FIFTY! There it is. 50. This year I will hit the half-century and although I finally discovered a few years ago what I wanted to be when I grew up I'm really not that much further along the road to achieving it. In fact, like Robert Frost's traveler, I have reached a fork in the road and know the financial and familial reasons why I should take one path but in my heart, my soul I know I want to take the other.

So what do I do? If I'm serious about writing - and I am - I will of course continue to write, albeit in reduced pockets of time. I think my bouts of depression have eased up since I started writing and I certainly find it the best way I can express myself, letting the poison out so to speak. In ways I think I'm using the financial downturn and reduction in household income as an excuse to go back to my boring office job full-time. For if I have to work full-time I have an excuse for not writing as much and so cannot challenge myself with that horrible self-doubt and procrastination that appears to be my constant companion.

Since my ghost-writing project ended I have found it extraordinarily hard to get back into my own fiction writing. Nothing is ...satisfactory. I don't know that I have anything to offer the grand canon of Irish literature, even in the commercial fiction genre, although I know that it is only the marketing departments in publishing houses and booksellers who insist on 'genres', for most writers a piece of work is either well-written or not. My writing ( on the basis of the comments in the rejection slips to my novel) apparently straddles commercial and literary fiction.

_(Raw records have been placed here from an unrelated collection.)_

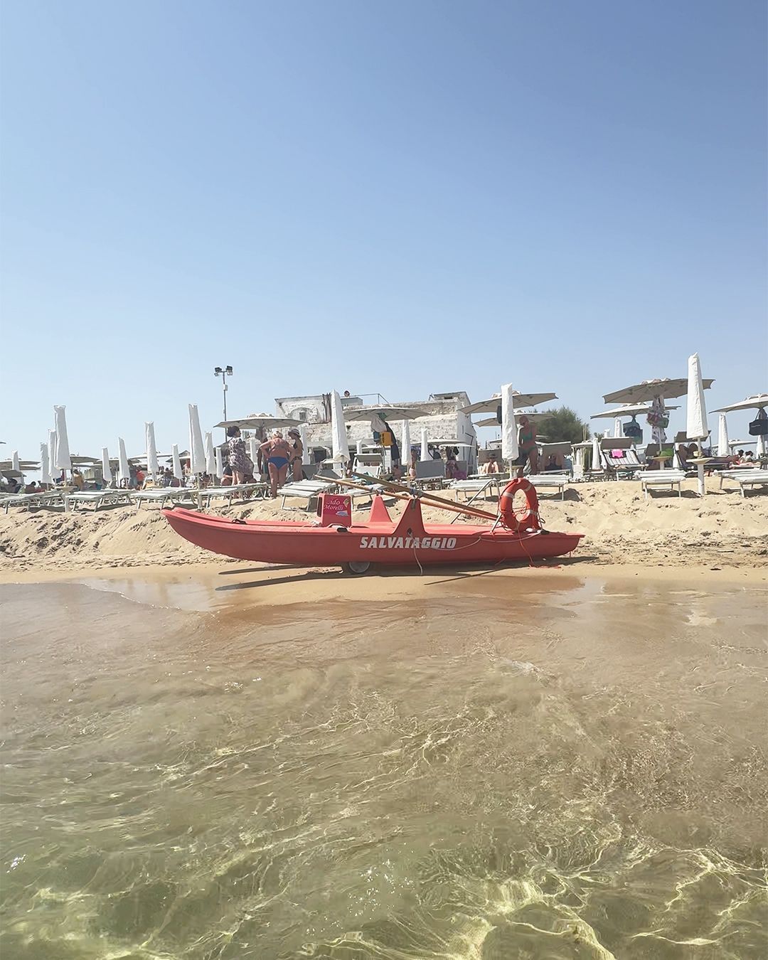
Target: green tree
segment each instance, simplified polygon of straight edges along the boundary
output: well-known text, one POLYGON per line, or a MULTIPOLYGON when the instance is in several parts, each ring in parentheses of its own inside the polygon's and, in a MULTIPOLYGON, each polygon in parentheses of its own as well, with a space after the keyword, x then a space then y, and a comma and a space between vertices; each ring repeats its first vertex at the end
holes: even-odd
POLYGON ((555 444, 567 441, 569 444, 581 444, 589 439, 588 424, 579 420, 579 415, 570 407, 558 407, 551 411, 551 416, 536 424, 536 432, 546 437, 548 443, 555 444))

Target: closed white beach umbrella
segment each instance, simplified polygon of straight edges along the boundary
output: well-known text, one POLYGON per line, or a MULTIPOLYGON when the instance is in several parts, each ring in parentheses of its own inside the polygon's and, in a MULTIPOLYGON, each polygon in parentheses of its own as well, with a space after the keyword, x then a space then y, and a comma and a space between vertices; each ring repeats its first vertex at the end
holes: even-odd
POLYGON ((205 472, 208 476, 216 475, 216 454, 213 452, 213 434, 205 433, 205 472))
POLYGON ((251 457, 252 461, 253 462, 253 471, 254 472, 255 472, 255 470, 258 469, 258 466, 257 466, 257 464, 258 464, 258 448, 259 448, 259 443, 256 440, 256 438, 255 437, 249 437, 249 439, 248 439, 248 451, 249 451, 249 456, 251 457))
POLYGON ((205 472, 205 447, 203 444, 203 431, 200 429, 197 403, 189 404, 189 460, 193 473, 205 472))
POLYGON ((309 456, 309 444, 306 436, 306 423, 299 424, 299 436, 301 439, 301 463, 311 464, 312 460, 309 456))
POLYGON ((48 461, 48 444, 40 444, 40 483, 53 483, 51 467, 48 461))
POLYGON ((160 472, 160 465, 157 463, 157 447, 155 445, 155 423, 145 422, 144 432, 147 436, 147 469, 150 471, 152 479, 160 472))
POLYGON ((402 445, 400 448, 400 463, 408 470, 411 467, 411 421, 402 421, 402 445))
MULTIPOLYGON (((704 399, 704 380, 702 379, 702 368, 699 362, 699 354, 692 353, 688 357, 688 405, 687 418, 685 420, 685 433, 690 440, 701 442, 709 433, 707 426, 707 406, 704 399)), ((701 452, 701 451, 700 451, 701 452)), ((696 468, 699 481, 699 495, 704 496, 704 464, 698 464, 696 468)))
POLYGON ((69 459, 69 439, 66 434, 65 407, 54 407, 56 414, 56 462, 54 467, 60 470, 71 470, 72 461, 69 459))
POLYGON ((126 442, 122 437, 117 438, 117 448, 118 448, 118 468, 117 468, 117 479, 120 481, 120 486, 126 483, 126 486, 131 482, 131 467, 128 463, 128 454, 126 453, 126 442))
MULTIPOLYGON (((48 469, 56 472, 56 430, 48 431, 48 469)), ((51 481, 53 483, 53 481, 51 481)))
POLYGON ((349 444, 347 440, 347 429, 344 425, 344 407, 338 390, 331 394, 330 404, 330 434, 331 456, 337 463, 349 460, 349 444))
POLYGON ((181 469, 181 458, 179 456, 179 444, 174 444, 171 447, 171 462, 174 468, 174 479, 183 480, 184 471, 181 469))
POLYGON ((512 384, 501 388, 501 456, 510 463, 510 476, 515 472, 517 448, 517 424, 515 420, 515 394, 512 384))
POLYGON ((727 457, 730 453, 728 446, 728 420, 725 414, 720 414, 720 422, 717 426, 717 455, 727 457))
POLYGON ((109 450, 102 447, 102 475, 105 483, 112 482, 112 465, 109 463, 109 450))

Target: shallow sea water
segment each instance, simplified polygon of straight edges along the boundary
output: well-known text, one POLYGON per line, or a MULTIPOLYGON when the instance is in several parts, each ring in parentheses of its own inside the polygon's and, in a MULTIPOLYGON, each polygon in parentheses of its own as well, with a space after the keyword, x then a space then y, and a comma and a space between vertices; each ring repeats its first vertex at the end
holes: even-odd
POLYGON ((0 603, 4 960, 768 953, 763 588, 0 603))

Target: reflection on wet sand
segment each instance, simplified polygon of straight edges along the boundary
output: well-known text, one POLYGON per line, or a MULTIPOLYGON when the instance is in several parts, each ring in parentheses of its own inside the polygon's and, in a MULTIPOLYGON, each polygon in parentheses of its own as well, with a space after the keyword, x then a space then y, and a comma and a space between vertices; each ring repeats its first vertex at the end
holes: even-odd
POLYGON ((4 955, 765 955, 763 590, 249 578, 0 588, 4 955))

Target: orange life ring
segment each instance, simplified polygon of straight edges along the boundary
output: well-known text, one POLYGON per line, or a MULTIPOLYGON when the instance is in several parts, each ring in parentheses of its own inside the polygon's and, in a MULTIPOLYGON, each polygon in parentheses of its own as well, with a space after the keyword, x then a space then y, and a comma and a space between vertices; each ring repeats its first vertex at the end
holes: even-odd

But it is the only way I know how to write. I write the stuff I like to read. Stories, stories about people, about how they feel in certain situations about them getting through each day no matter what, about the high days and holidays, the days of mourning and weeping. About life with a very little 'l'. Like most of our lives. Am I depressing you? Well I am me, so I'm off for a walk in the cold winter's night and maybe I'll come up a solution to my dilemma - although I doubt it because it's like everyone else's dilemma, Life with the big ell.